Disaster Recovery¶

Scope¶

This file covers disaster recovery strategy decisions: RPO/RTO definition per workload tier, failure scenario classification, failover model selection, data replication strategy, DR testing methodology, and DR cost optimization. For backup tool selection and backup architecture, see enterprise-backup.md. For provider-specific data protection implementation, see the provider files.

Checklist¶

Why This Matters¶

Disaster recovery planning is fundamentally a business decision disguised as a technical one. The cost of DR infrastructure scales directly with how aggressive the RPO and RTO targets are — an active-active multi-region deployment can cost 3-5x more than a single-region deployment with periodic backups. Without explicit business input on acceptable downtime and data loss, engineering teams either over-spend on DR for non-critical workloads or under-invest in DR for critical ones. Both are expensive mistakes — one wastes budget, the other risks the business.
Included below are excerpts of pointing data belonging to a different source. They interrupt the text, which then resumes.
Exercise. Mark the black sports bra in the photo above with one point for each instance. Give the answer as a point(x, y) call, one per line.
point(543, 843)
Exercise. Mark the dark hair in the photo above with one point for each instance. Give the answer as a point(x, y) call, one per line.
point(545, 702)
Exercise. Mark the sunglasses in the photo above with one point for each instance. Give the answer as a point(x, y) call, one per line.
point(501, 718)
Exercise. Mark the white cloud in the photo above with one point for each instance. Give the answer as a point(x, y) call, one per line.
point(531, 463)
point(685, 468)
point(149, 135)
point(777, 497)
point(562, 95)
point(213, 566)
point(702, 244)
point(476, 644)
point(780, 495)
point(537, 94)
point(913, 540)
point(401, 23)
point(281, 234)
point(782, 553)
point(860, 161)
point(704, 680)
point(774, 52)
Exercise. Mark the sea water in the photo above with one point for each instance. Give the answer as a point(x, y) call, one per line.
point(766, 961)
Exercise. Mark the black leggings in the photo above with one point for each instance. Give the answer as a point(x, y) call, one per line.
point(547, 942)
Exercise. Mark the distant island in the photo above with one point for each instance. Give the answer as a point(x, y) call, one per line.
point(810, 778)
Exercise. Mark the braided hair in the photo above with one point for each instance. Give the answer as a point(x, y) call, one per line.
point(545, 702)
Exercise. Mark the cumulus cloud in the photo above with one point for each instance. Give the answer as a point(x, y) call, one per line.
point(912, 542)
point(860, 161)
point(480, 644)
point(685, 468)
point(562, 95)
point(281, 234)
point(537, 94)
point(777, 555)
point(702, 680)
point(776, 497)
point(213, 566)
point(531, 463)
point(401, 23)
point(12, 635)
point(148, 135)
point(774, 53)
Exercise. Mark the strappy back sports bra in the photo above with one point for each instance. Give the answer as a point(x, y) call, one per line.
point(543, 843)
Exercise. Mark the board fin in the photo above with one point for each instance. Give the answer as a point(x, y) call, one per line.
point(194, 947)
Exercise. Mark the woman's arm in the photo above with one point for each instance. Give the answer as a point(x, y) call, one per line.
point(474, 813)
The most dangerous DR plan is the one that has never been tested. Organizations routinely discover during an actual disaster that their replication was silently failing, their runbooks reference infrastructure that no longer exists, their failover scripts have undocumented dependencies on the primary site, or their RTO calculation did not account for the time required to make a decision, notify stakeholders, and coordinate the failover. Regular DR testing is the only way to convert a theoretical plan into a validated capability.

Modern distributed systems introduce DR challenges that traditional backup-and-restore approaches do not address. A microservices architecture may span dozens of stateful services, each with different replication mechanisms, consistency guarantees, and failover behaviors. Failing over a database without also failing over the dependent cache, queue, and search index produces an inconsistent system that may be worse than being completely down. DR planning for distributed systems must address service dependencies, data consistency across services, and the order of operations for failover and failback.

Common Decisions (ADR Triggers)¶

ADR: Failover Model Selection¶

Context: The organization must select a DR architecture that balances RTO requirements against infrastructure cost and operational complexity.

Options:

Criterion	Active-Active	Active-Passive	Warm Standby	Pilot Light
RTO	Near-zero (traffic already flowing)	Minutes to hours (DNS switch + warm-up)	Minutes (scale up + DNS switch)	Hours (provision + scale + DNS switch)
RPO	Near-zero (multi-master or conflict resolution)	Depends on replication lag	Depends on replication lag	Depends on backup/replication frequency
Steady-State Cost	2x+ (full capacity in both regions)	1.5-2x (full standby environment)	1.2-1.5x (reduced standby)	1.05-1.2x (minimal infrastructure)
Complexity	Very high (data consistency, conflict resolution, global routing)	Moderate (replication, failover automation)	Moderate (scaling automation, replication)	Low-moderate (provisioning automation)
Data Consistency	Requires conflict resolution strategy (last-write-wins, CRDTs, application-level merge)	Single primary, straightforward	Single primary, straightforward	Single primary, potential for higher data loss
Best Fit	Zero-downtime SLA, global user base, revenue-critical applications	Most production workloads with < 1 hour RTO	Budget-conscious with moderate RTO (< 2 hours)	Non-critical workloads, development/staging DR

Decision drivers: SLA commitments (contractual downtime penalties), revenue impact per hour of downtime, data consistency requirements, team's operational maturity with multi-region architectures, and infrastructure budget.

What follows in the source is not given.